Reputation: 147
I have a question regarding Pandas and the correct indexing and replacing of values.
I have 2 DataFrames, df1 and df2, with the same columns (Col1, Col2, Col3 and Col4).
df1 = pd.DataFrame([['A','b','x',1], ['A','b','y',2], ['A','c','z',3], ['B','b','x',4]], columns=['Col1', 'Col2', 'Col3', 'Col4'])
df2 = pd.DataFrame([['A','b','y',0], ['B','b','x',0]], columns=['Col1','Col2','Col3','Col4'])
df1
Col1 Col2 Col3 Col4
0 A b x 1
1 A b y 2
2 A c z 3
3 B b x 4
df2
Col1 Col2 Col3 Col4
0 A b y 0
1 B b x 0
In df1, I would like to replace the values in Col4 in the rows that match the values of the other columns (Col1, Col2 and Col3) in df2 with another value (let's say 100).

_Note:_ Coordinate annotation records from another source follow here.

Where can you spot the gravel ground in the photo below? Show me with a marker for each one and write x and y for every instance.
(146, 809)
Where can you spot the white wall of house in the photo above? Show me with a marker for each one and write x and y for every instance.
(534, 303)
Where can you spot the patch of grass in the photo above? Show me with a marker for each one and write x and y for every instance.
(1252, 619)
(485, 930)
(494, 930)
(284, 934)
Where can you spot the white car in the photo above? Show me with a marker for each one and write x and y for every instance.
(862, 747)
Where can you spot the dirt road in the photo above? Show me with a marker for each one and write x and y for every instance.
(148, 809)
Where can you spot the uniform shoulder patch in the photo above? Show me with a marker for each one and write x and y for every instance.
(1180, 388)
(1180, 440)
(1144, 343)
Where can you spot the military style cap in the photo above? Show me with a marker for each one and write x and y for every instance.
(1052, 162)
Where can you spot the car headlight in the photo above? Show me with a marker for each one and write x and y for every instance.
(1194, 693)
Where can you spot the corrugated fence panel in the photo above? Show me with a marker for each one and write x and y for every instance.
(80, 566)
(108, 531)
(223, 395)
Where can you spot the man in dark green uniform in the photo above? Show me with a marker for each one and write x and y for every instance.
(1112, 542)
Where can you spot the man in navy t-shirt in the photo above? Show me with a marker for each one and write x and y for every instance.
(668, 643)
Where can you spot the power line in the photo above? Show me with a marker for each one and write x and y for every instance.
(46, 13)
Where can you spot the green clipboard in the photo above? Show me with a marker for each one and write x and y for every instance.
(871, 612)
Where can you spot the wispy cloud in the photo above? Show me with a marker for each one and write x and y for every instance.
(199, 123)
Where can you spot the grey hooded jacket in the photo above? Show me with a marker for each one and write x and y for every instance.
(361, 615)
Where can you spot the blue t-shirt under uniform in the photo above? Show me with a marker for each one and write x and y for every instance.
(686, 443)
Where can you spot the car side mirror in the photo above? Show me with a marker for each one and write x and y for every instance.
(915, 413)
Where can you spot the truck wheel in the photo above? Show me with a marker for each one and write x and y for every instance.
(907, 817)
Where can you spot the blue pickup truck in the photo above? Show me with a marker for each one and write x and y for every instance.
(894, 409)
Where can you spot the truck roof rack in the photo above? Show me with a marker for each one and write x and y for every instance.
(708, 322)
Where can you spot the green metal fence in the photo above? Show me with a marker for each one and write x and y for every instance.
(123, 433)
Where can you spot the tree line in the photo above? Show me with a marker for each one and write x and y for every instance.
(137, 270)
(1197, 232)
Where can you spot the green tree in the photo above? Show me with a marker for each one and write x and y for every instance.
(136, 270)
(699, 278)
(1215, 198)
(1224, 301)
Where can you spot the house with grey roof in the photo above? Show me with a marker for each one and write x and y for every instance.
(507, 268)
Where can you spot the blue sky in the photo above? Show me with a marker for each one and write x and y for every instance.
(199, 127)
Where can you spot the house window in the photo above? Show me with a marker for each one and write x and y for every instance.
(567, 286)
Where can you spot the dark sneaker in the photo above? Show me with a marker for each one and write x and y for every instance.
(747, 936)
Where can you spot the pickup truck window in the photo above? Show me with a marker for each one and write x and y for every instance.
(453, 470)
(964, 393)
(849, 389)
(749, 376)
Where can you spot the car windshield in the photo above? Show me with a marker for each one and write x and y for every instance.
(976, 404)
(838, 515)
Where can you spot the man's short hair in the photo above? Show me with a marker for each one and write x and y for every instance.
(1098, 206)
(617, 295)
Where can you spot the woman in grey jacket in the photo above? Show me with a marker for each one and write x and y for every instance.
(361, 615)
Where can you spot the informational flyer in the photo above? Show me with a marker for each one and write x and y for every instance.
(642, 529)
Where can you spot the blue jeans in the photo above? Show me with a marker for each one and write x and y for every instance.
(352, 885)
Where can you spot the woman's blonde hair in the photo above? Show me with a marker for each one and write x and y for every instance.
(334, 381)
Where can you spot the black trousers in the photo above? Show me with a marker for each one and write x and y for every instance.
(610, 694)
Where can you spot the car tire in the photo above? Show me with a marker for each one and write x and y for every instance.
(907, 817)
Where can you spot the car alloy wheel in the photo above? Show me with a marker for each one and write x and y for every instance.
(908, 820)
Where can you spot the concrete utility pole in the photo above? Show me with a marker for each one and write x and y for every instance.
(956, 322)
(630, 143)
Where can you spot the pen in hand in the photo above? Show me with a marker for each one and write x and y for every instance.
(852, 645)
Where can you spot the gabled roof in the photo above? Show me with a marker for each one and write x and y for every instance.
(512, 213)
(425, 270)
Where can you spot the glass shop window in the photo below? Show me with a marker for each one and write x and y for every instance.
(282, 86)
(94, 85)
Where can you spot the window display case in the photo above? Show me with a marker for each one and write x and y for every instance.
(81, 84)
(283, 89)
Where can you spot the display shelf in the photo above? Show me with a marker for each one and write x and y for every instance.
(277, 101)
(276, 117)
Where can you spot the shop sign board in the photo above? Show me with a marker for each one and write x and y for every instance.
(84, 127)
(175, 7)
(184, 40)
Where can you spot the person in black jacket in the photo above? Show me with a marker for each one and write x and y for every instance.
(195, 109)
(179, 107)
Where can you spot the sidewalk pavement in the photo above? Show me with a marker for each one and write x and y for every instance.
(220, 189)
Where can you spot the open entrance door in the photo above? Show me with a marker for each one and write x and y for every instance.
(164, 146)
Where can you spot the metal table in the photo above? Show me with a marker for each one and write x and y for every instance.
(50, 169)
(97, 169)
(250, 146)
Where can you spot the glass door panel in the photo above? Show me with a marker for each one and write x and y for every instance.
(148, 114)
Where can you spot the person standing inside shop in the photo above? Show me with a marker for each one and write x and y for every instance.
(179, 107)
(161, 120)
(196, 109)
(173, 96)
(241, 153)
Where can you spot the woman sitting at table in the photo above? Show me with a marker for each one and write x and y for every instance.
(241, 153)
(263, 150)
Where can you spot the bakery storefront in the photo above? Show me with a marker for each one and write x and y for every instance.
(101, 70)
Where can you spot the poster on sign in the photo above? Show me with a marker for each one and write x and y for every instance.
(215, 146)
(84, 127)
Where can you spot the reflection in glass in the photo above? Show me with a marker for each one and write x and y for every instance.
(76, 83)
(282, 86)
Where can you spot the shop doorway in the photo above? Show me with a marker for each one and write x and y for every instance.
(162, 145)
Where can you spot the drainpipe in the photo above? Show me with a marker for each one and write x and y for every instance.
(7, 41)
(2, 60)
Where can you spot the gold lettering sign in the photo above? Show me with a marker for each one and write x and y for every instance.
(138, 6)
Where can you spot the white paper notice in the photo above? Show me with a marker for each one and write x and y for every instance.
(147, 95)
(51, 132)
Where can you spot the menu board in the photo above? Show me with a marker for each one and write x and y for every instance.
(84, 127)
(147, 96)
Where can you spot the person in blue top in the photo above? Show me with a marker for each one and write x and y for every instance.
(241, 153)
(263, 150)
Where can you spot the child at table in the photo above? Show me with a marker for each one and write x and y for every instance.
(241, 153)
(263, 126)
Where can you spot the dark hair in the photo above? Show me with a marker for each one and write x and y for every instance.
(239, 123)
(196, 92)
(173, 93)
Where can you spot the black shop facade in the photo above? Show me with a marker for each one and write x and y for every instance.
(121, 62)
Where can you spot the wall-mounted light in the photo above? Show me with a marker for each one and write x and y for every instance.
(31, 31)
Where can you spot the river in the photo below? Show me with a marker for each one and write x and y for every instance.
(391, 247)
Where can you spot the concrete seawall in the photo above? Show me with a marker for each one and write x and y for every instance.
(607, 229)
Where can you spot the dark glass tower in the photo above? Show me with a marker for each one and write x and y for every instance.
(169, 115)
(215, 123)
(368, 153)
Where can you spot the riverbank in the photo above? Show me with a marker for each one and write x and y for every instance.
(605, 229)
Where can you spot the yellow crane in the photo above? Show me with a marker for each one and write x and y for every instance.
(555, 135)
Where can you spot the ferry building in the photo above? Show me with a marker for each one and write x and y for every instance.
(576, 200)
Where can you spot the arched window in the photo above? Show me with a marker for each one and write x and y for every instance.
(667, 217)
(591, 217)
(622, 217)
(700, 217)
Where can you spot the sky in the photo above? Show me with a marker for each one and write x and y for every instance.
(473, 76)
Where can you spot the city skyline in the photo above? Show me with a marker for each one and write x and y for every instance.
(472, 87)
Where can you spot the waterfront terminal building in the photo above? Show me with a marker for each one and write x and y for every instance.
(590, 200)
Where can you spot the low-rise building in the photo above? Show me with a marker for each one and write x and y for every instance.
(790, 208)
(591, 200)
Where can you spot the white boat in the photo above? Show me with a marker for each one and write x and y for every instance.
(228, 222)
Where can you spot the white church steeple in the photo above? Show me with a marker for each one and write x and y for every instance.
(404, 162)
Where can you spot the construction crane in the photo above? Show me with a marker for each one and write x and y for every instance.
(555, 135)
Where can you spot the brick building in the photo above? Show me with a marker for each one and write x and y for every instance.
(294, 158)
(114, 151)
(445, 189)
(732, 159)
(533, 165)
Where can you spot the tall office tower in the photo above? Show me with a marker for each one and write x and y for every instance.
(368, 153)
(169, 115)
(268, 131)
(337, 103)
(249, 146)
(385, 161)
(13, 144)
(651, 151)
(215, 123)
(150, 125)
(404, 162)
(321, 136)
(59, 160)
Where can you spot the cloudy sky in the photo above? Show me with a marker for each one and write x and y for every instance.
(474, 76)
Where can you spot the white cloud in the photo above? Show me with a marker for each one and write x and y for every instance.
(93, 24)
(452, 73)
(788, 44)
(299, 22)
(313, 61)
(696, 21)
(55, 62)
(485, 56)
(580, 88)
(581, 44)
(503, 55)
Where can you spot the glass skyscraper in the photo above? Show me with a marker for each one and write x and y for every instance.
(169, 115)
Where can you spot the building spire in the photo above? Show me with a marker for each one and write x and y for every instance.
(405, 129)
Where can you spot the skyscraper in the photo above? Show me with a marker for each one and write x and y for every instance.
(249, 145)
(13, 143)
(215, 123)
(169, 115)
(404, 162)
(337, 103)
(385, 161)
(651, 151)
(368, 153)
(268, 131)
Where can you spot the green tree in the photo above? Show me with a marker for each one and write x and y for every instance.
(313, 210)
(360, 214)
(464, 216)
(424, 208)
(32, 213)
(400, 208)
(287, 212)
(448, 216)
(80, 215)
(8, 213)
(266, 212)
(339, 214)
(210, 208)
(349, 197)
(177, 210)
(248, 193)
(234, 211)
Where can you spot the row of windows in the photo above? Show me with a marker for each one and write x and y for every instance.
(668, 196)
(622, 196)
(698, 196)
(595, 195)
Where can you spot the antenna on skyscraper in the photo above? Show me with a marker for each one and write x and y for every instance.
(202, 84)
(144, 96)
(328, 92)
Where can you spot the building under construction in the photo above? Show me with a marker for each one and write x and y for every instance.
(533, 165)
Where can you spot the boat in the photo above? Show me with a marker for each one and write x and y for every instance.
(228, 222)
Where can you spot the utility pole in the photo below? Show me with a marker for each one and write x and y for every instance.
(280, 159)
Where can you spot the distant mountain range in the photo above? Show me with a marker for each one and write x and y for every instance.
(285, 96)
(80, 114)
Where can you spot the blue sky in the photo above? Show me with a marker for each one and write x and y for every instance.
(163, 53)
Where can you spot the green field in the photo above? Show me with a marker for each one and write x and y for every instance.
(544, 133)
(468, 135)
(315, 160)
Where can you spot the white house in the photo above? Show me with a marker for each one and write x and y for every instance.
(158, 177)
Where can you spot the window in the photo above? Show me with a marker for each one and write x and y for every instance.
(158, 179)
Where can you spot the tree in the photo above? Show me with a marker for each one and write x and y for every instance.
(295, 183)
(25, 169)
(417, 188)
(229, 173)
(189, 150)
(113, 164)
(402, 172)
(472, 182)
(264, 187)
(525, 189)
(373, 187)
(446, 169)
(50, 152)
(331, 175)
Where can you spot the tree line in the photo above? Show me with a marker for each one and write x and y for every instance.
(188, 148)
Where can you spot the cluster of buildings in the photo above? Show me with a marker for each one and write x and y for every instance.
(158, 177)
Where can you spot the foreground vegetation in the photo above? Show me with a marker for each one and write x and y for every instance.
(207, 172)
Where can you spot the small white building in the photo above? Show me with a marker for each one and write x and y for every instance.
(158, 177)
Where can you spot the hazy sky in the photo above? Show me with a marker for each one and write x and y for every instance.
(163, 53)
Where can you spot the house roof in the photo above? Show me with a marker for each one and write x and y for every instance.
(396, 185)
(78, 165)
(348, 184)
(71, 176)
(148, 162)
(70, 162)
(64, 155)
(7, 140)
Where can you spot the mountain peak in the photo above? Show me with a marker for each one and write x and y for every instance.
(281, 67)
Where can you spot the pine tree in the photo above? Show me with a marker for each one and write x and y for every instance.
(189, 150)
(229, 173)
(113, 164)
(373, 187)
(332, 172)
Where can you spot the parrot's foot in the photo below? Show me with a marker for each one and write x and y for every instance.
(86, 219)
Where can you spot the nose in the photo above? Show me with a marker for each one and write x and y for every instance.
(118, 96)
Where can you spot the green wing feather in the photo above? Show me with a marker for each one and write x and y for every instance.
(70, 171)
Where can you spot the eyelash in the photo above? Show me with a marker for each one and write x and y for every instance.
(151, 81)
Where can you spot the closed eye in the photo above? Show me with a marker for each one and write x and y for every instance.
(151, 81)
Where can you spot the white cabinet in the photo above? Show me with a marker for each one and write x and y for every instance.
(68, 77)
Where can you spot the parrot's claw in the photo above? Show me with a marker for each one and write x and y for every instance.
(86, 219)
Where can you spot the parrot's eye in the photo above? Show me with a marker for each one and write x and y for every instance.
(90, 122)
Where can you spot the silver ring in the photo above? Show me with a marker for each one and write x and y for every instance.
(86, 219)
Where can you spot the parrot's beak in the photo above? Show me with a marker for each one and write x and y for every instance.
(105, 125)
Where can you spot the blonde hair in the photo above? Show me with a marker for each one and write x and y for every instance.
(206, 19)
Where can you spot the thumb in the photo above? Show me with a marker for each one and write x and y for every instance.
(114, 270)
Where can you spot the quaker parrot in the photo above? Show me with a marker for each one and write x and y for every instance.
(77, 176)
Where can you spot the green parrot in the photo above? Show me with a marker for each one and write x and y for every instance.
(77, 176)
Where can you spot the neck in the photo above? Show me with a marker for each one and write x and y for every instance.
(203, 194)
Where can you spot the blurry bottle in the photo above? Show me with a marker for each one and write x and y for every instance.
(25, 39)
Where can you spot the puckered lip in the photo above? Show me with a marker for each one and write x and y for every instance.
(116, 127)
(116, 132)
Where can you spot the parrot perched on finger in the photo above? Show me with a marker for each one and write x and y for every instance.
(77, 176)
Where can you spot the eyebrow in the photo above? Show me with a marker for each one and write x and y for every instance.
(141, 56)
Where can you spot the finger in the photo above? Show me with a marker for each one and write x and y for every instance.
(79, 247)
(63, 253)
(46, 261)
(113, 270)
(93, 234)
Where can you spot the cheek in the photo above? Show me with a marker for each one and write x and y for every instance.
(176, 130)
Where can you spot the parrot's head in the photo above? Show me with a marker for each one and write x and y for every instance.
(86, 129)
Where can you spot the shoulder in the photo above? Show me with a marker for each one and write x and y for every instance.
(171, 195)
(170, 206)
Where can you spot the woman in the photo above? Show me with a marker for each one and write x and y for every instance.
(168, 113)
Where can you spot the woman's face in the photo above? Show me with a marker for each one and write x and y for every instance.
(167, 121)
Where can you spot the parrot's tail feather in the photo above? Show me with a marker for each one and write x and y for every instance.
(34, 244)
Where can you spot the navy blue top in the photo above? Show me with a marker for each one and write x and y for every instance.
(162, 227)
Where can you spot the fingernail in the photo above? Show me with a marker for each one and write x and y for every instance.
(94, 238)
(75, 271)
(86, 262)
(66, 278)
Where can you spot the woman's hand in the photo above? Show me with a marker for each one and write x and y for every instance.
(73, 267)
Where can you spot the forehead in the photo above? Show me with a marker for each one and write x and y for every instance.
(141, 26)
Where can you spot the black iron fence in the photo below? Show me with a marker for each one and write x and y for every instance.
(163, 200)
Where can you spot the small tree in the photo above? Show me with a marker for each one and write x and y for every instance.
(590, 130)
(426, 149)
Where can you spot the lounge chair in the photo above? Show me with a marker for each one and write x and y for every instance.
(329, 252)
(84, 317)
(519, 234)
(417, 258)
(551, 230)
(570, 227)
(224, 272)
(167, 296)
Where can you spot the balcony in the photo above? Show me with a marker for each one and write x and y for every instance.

The resulting df1 would look like this:
df1
Col1 Col2 Col3 Col4
0 A b x 1
1 A b y 100
2 A c z 3
3 B b x 100
I have tried with something like this:
columns = list(df1.columns)
columns.remove('Col4')
df1.loc[(df1[cols] == df2[cols].values).all(axis=1)]['Col4']=100
But I am getting errors and I am not sure if this is even achieving what I want.
Upvotes: 3
Views: 545
Reputation: 899
You can try this:
new_df =df1.merge(df2, on=['Col1', 'Col2', 'Col3'], how='left', suffixes=(None, '_y'))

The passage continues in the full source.